An der Salzwiesenstraße kommt die U 15 wieder ans Tageslicht. Passanten recken neugierig ihre Hälse und reiben sich verwundert die Augen. Eigentlich, so ist doch immer wieder zu lesen, startet der U-15-Verkehr doch erst nächsten Monat. Dann wird die Linie, sozusagen als Auftaktgag, Besucher des Zuffenhäuser Weihnachtsmarktes zum Weihnachtsmarkt nach Stammheim bringen. Gerade in Stuttgarts nördlichstem Stadtbezirk wartet man besonders sehnsüchtig auf den Schienenanschluss. Nach der letzten Fahrt der Straßenbahnlinie 15 im Dezember 2007 haben die Stammheimer mit einem Busersatzverkehr vorlieb nehmen müssen.
Während der Fahrt ertönt im Führerhaus immer wieder ein kurzer Warnton. Im 20-Sekunden-Takt muss der Fahrer irgendeinen Hebel oder Schalter betätigen, um der Elektronik so ein Lebenszeichen von sich zu geben. Tut er das nicht, summt es. In Stammheim ist die Strecke zunächst frei, nur wenige Autos und Passanten sind an der Freihofstraße unterwegs. An den Haltestellen Wimpfener Straße und Heutingsheimer Straße gibt es keinerlei Komplikationen. Ein paar Meter weiter hingegen schon: Zwei Arbeiter sind gerade damit beschäftigt, weiße Streifen für einen Fußgängerüberweg auf die Fahrbahn zu kleben. Diese Aktion löst bei den Passagieren an Bord Verwunderung aus. Schließlich war doch allen zuständigen Stellen mitgeteilt worden, dass heute eine Messfahrt auf dem Programm steht und die Strecke frei sein sollte. Der Zug muss kurz warten, bis die Arbeiter ihre Werkzeuge und die Absperrung weggeräumt haben.

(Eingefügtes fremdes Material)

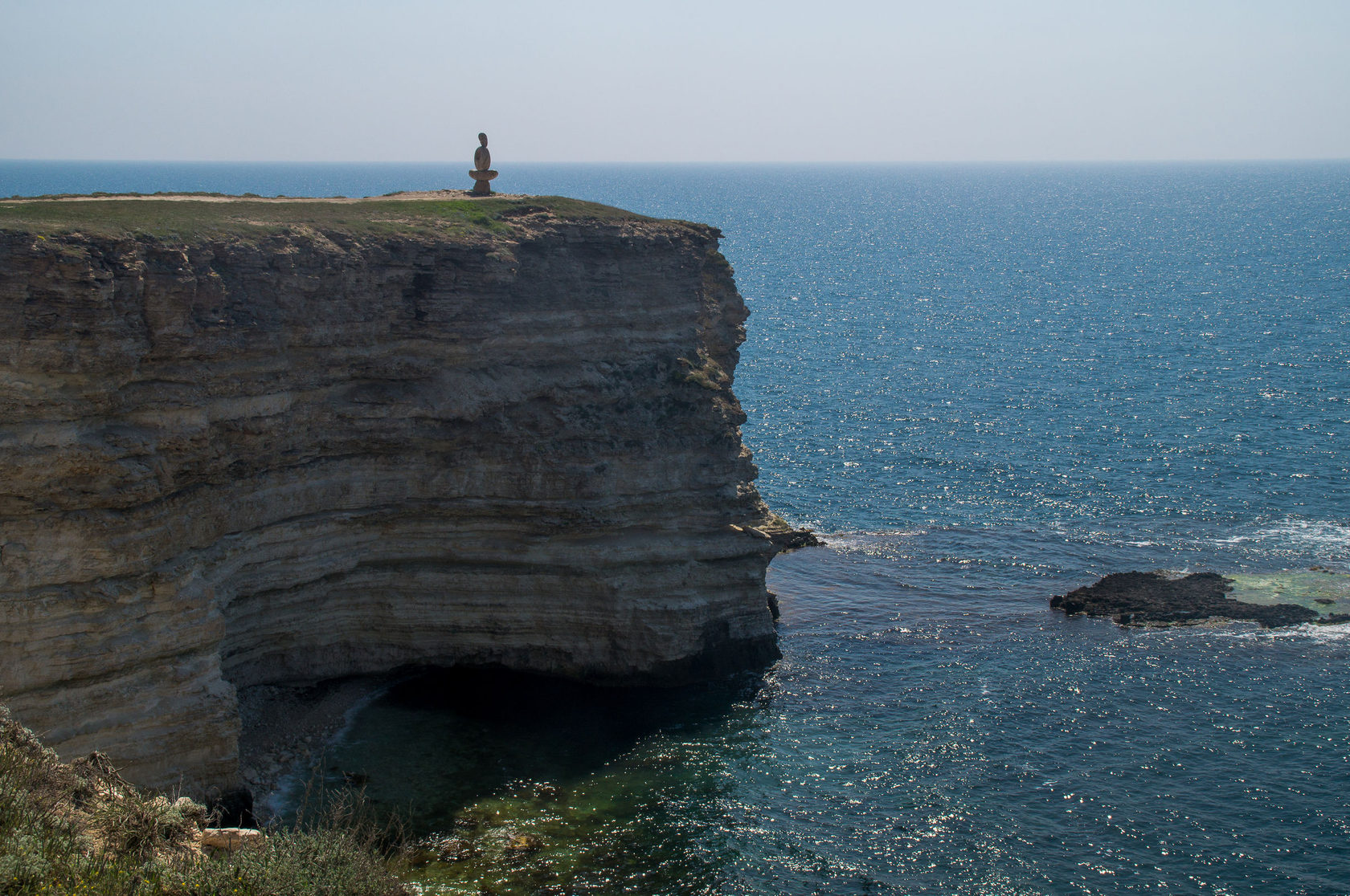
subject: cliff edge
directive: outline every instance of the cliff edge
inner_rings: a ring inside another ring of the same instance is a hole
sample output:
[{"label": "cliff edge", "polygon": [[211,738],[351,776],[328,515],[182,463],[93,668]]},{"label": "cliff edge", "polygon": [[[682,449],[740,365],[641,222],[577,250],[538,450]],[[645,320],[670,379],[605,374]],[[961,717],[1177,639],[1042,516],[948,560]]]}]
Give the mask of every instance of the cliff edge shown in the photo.
[{"label": "cliff edge", "polygon": [[236,687],[771,660],[718,236],[556,197],[0,201],[0,703],[200,792],[238,783]]}]

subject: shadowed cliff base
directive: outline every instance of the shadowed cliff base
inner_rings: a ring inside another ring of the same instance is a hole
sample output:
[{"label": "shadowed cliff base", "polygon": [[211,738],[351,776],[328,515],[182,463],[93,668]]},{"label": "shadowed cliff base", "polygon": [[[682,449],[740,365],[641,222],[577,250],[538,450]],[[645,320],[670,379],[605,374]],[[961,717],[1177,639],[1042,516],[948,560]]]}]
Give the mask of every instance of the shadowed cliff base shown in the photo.
[{"label": "shadowed cliff base", "polygon": [[238,688],[776,654],[710,227],[556,197],[0,201],[0,699],[239,783]]}]

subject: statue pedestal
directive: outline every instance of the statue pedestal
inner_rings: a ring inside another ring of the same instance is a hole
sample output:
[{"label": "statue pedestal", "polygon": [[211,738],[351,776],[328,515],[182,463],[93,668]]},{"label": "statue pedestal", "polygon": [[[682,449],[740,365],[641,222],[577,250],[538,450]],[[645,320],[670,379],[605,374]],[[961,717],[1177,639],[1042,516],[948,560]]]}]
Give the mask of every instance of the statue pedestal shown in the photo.
[{"label": "statue pedestal", "polygon": [[474,189],[470,190],[470,196],[493,194],[493,188],[487,182],[497,177],[497,171],[470,171],[468,177],[474,178]]}]

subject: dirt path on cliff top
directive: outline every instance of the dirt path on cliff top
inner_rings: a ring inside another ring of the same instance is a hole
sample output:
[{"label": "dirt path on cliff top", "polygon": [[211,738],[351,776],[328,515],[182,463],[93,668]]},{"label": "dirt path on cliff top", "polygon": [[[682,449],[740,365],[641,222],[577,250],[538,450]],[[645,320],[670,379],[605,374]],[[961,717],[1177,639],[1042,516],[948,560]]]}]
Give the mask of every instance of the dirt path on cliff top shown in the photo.
[{"label": "dirt path on cliff top", "polygon": [[224,196],[220,193],[107,193],[103,196],[26,196],[19,198],[0,200],[5,205],[12,202],[389,202],[389,201],[416,201],[416,200],[528,200],[535,198],[525,193],[491,193],[490,196],[474,196],[468,190],[405,190],[387,196]]}]

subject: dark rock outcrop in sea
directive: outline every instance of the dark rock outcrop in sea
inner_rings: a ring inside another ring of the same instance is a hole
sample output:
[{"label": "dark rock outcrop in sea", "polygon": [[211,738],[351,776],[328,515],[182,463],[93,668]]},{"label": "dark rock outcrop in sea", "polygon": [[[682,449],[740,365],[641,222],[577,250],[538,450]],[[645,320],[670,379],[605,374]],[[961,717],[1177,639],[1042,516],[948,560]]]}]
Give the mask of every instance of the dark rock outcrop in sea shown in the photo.
[{"label": "dark rock outcrop in sea", "polygon": [[236,688],[778,656],[718,231],[571,200],[0,202],[0,700],[238,784]]},{"label": "dark rock outcrop in sea", "polygon": [[1227,596],[1231,588],[1231,579],[1216,572],[1181,578],[1161,572],[1112,572],[1094,584],[1050,598],[1050,606],[1069,615],[1114,617],[1120,625],[1243,619],[1270,629],[1322,619],[1315,610],[1293,603],[1234,600]]}]

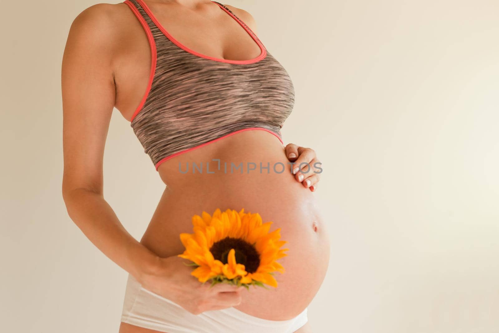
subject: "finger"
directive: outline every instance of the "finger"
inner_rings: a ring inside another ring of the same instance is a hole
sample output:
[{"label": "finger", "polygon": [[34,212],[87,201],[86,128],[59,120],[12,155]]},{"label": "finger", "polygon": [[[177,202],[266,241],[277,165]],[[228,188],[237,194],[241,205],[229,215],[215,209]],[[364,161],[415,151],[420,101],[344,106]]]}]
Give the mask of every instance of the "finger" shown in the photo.
[{"label": "finger", "polygon": [[[299,155],[293,164],[293,173],[294,175],[296,175],[299,172],[301,172],[302,173],[304,171],[306,172],[307,169],[309,171],[310,169],[309,163],[315,157],[315,152],[309,148],[299,147],[298,152]],[[298,181],[301,181],[298,180]]]},{"label": "finger", "polygon": [[292,161],[298,157],[298,145],[294,143],[288,143],[284,147],[284,152],[286,153],[286,156],[290,161]]},{"label": "finger", "polygon": [[306,188],[310,187],[312,185],[315,185],[319,181],[319,178],[317,177],[317,175],[312,174],[311,175],[307,177],[307,179],[301,182],[301,183],[303,184],[303,186]]}]

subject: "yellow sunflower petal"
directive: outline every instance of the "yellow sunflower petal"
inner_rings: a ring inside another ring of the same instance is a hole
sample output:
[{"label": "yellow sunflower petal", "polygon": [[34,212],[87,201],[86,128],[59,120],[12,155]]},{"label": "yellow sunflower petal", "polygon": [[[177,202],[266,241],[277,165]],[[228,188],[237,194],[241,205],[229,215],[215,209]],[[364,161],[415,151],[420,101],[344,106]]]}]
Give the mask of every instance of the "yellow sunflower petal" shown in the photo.
[{"label": "yellow sunflower petal", "polygon": [[264,237],[268,232],[270,229],[270,225],[272,222],[265,222],[259,227],[257,227],[252,230],[250,231],[249,235],[247,237],[247,241],[250,244],[253,244],[259,238]]},{"label": "yellow sunflower petal", "polygon": [[207,266],[200,266],[191,272],[191,275],[196,277],[201,282],[206,282],[212,277],[215,276],[211,269]]},{"label": "yellow sunflower petal", "polygon": [[222,268],[222,271],[224,273],[224,275],[229,279],[234,279],[238,276],[236,272],[231,269],[228,264],[226,264],[224,265],[224,267]]},{"label": "yellow sunflower petal", "polygon": [[248,273],[246,276],[241,278],[241,283],[251,283],[252,280],[251,273]]},{"label": "yellow sunflower petal", "polygon": [[229,251],[229,255],[227,256],[227,263],[231,269],[236,269],[236,250],[234,249],[231,249]]}]

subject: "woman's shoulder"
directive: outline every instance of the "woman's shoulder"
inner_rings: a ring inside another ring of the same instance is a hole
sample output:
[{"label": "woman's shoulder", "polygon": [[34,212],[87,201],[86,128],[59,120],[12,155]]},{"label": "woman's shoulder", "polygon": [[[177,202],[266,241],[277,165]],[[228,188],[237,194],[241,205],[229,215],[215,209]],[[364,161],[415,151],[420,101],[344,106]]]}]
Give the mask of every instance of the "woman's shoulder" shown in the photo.
[{"label": "woman's shoulder", "polygon": [[81,10],[73,19],[70,28],[88,42],[109,42],[116,39],[117,32],[127,25],[126,15],[133,16],[127,5],[100,3]]},{"label": "woman's shoulder", "polygon": [[224,3],[224,5],[230,9],[233,14],[239,17],[247,25],[249,26],[253,32],[256,33],[256,22],[254,17],[249,11],[230,4]]}]

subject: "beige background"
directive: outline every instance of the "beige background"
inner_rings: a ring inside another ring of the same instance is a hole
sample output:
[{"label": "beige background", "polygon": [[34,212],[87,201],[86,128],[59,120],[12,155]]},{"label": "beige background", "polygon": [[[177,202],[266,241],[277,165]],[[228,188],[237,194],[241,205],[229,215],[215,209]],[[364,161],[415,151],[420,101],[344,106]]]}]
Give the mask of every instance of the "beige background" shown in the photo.
[{"label": "beige background", "polygon": [[[115,332],[126,274],[61,195],[60,64],[95,2],[9,1],[1,44],[0,330]],[[243,1],[294,83],[331,259],[315,333],[499,330],[499,2]],[[139,238],[163,186],[115,110],[105,197]]]}]

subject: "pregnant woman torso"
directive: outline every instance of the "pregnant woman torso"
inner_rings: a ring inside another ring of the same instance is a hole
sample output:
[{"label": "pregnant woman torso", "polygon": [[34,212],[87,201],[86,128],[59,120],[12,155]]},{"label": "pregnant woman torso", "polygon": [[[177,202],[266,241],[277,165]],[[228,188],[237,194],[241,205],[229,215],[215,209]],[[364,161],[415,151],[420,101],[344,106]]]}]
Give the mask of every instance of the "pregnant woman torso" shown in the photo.
[{"label": "pregnant woman torso", "polygon": [[[242,21],[212,2],[205,15],[221,20],[219,25],[202,17],[190,24],[189,15],[179,20],[166,10],[158,18],[158,9],[142,0],[119,4],[115,106],[167,185],[141,243],[160,256],[175,256],[184,249],[180,234],[192,232],[193,215],[217,208],[259,213],[287,242],[287,255],[278,260],[285,272],[276,272],[277,288],[251,287],[236,308],[286,320],[303,310],[322,282],[326,221],[284,154],[279,130],[294,103],[290,78]],[[167,30],[160,21],[173,23]],[[203,24],[210,28],[196,27]],[[182,26],[197,32],[183,34]],[[210,40],[224,40],[239,47],[217,56],[221,47]]]}]

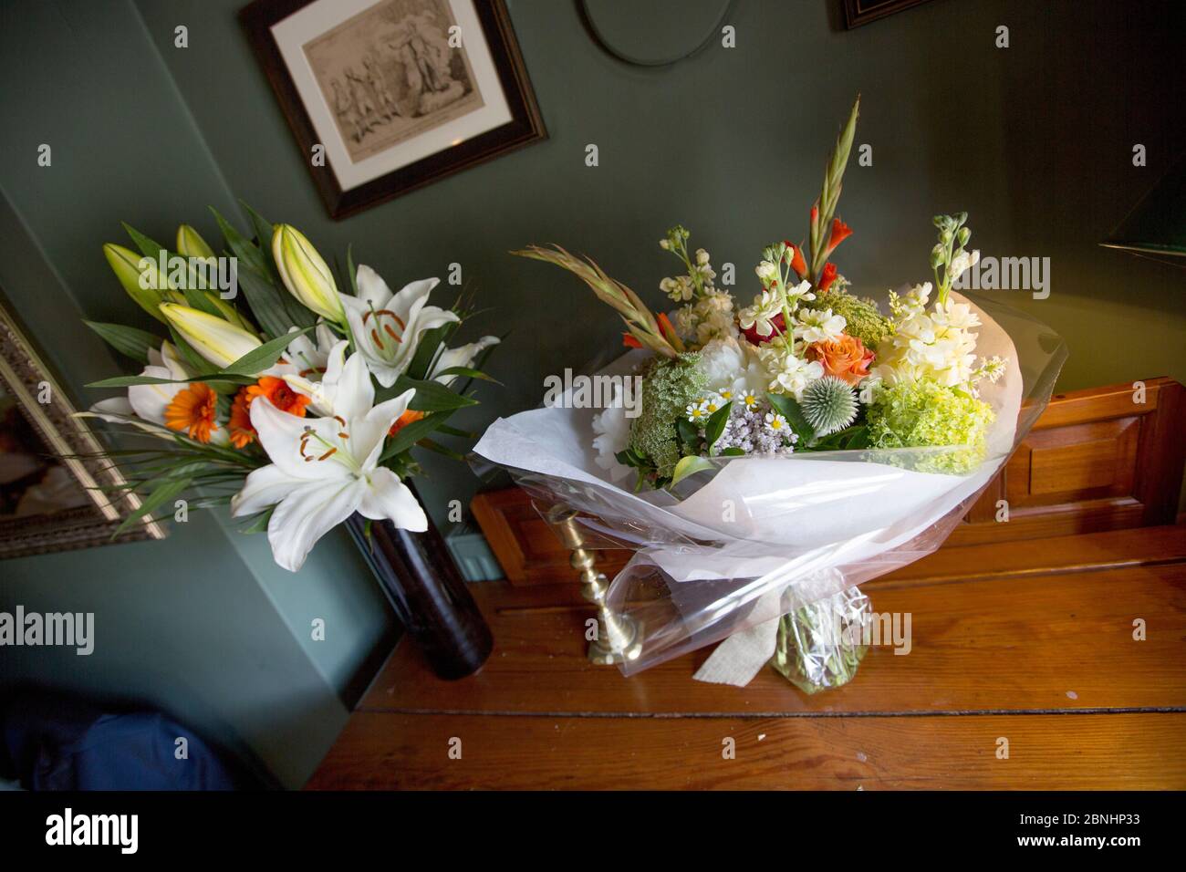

Im Gegensatz zu den Markierungsarbeiten ist das nächste Hindernis keine Überraschung. An einer Einmündung der Freihofstraße hat ein Autofahrer vor kurzem unliebsame Bekanntschaft mit einem Vorfahrtsschild gemacht. Seitdem steht das Schild schief und ragt verdächtig weit in Richtung Bahntrasse. In Schrittgeschwindigkeit geht es daran vorbei, es ist aber genug Platz und der Rückspiegel der Bahn bleibt heil. Bevor die Endhaltestelle am Stammheimer Rathaus erreicht wird, steigt Thomas Dietz aus und legt Hand an. Damit der Zug aufs richtige Gleis kommt, muss eine Weiche manuell umgestellt werden. Wenige Augenblicke später ist es dann geschafft: Die U 15 rollt an den Prellbock, ein neues Kapitel Stadtbahngeschichte ist aufgeschlagen.
"Unsere Techniker sind im Großen und Ganzen zufrieden", sagt SSB-Pressesprecherin Susanne Schupp. Zwar müsste an Signalen und anderen technischen Ausrüstungen noch das eine oder andere justiert werden, größere Schwierigkeiten seien aber bei der Profilfahrt nicht aufgetaucht. Bevor die erste U 15 im Dezember mit regulären Passagieren losrollt, stehen weitere Messfahrten an. Dabei werden unter anderem Fahrleitungen und Zugsicherungstechnik überprüft. Zudem sind drei Feuerwehr-Übungen geplant. Noch im November sollen die Stadtbahnfahrer die neue Trasse kennen lernen. "Ohne Einweisung darf keiner auf die Strecke", sagt Thomas Dietz. Am 10. Dezember soll es dann so weit sein: Das Signal am Tunneleingang vor dem Zuffenhäuser Rathaus wird offiziell von Rot auf Grün springen und eine neue Zeitrechnung einläuten.